VirusNewbie 1 day ago|||
I'm talking about recruiters that you talked to throughout an interview loop, not randos.
thelonelyborg 1 day ago||
it is quite dystopic
aryehof 17 hours ago||
Frankly I’m sad to hear it. There are just too many programmers - simple.

30 years ago or so, I was a contractor working on back-to-back 3 to 12 month C++ projects. I would typically get a call one day from a recruiter followed by a phone call (or maybe a quick meet or coffee) with someone technical on the project, and arrive and be in the codebase the next. That day I would get 2 calls about my availability.

There was no sh*t-show of continuous deployment, code reviews (even for trusted internal projects), and scrum-like ceremonies. There was instead version control, periodic tested releases, a weekly update meeting, a Friday team lunch at the pub, and trust.

Too many programmers (sorry err Engineers) - too few jobs, and the enshitification of an industry.

scotty79 1 day ago||
Freelance?
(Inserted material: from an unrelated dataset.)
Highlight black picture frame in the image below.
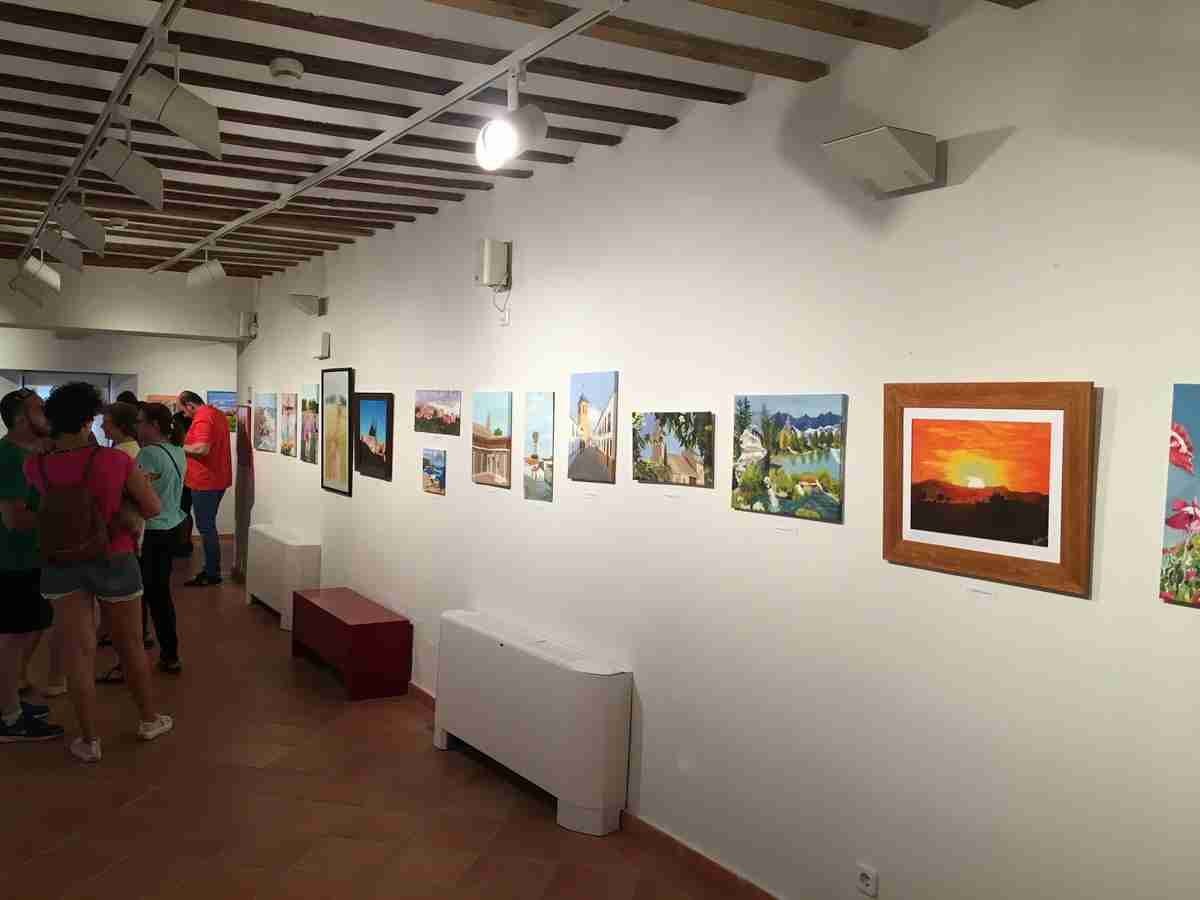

Find someone who needs or wants a thing done, but doesn't know how to do it, then do it for them. Take half of the money upfront.
Exoristos 1 day ago||
I'm transitioning to freelance (independent consultant, full stack and Cloud), and I find I'm working alongside AI in business manager's hands. It's an uncanny mode of competition.
em-bee 1 day ago||
most of those who might hire someone because they don't know how to do it are now using AI instead. so that market is shrinking too.
lylejantzi3rd 23 hours ago||
That market is growing because of AI. Everybody I've seen use AI gets to a certain point where it breaks and they don't know how to fix it. They have a choice to make, then: ditch it and pay for real software that works, or pay somebody to fix it. Hopefully, they've used that AI generated software to create enough cash flow to afford somebody to fix it.
em-bee 20 hours ago||
everyone talking about this topic (me included) assumes that this is the case. i have yet to find anyone who is actually hiring people to fix problems the AI created. so far the solution to AI problems seems to be more AI.
5701652400 1 day ago||
agree with that.
SanjayMehta 22 hours ago||
Reading these reports makes me angry and relieved at the same time.

Angry because it feels like such a waste that good developers are getting sidelined due to LLMs in interviews. (And good developers would be likely be better LLM users in the long run.)

Relieved because I got into this industry when Z80 assembler knowledge (from ZX-81 days) gave me a head start back in the 80s, and I quit before I had to suffer interviewees using LLM. Knowing assembly made it much easier to deal with hardware and cranky C compilers back in the 80s.

Now I'm in a complete unrelated "lifestyle business" where I occasionally can use code to optimise my workflow.

micromacrofoot 1 day ago||
If you truly give a shit you have to change and help make the mess less mess. It sucks, it might be worse than it was, but you can't continue giving a shit by not participating. The horse has left the barn on this one.

The frontier model companies could all collapse tomorrow but the tech is not going anywhere.

kittikitti 1 day ago||
I've found that the people working for big brand companies like Blizzard for an extended period of time tend to lose touch. It's very easy to find meaning and purpose when everyone you know loves the products the company you work at produces. They can bring their soul to work and remain satisfied. The reality is that work isn't purposeful by default and we're in a capitalist system where our income is based on exploiting labor and capital.

If you don't love AI, that's fine. Just don't harm yourself because of some hastily formed opinions by grifters. If you refuse to enter the workforce because of a refusal of AI, then you are harming yourself. If your colleagues and friends would rather you live in impoverished conditions than get an AI job, then reconsider whose opinions you value.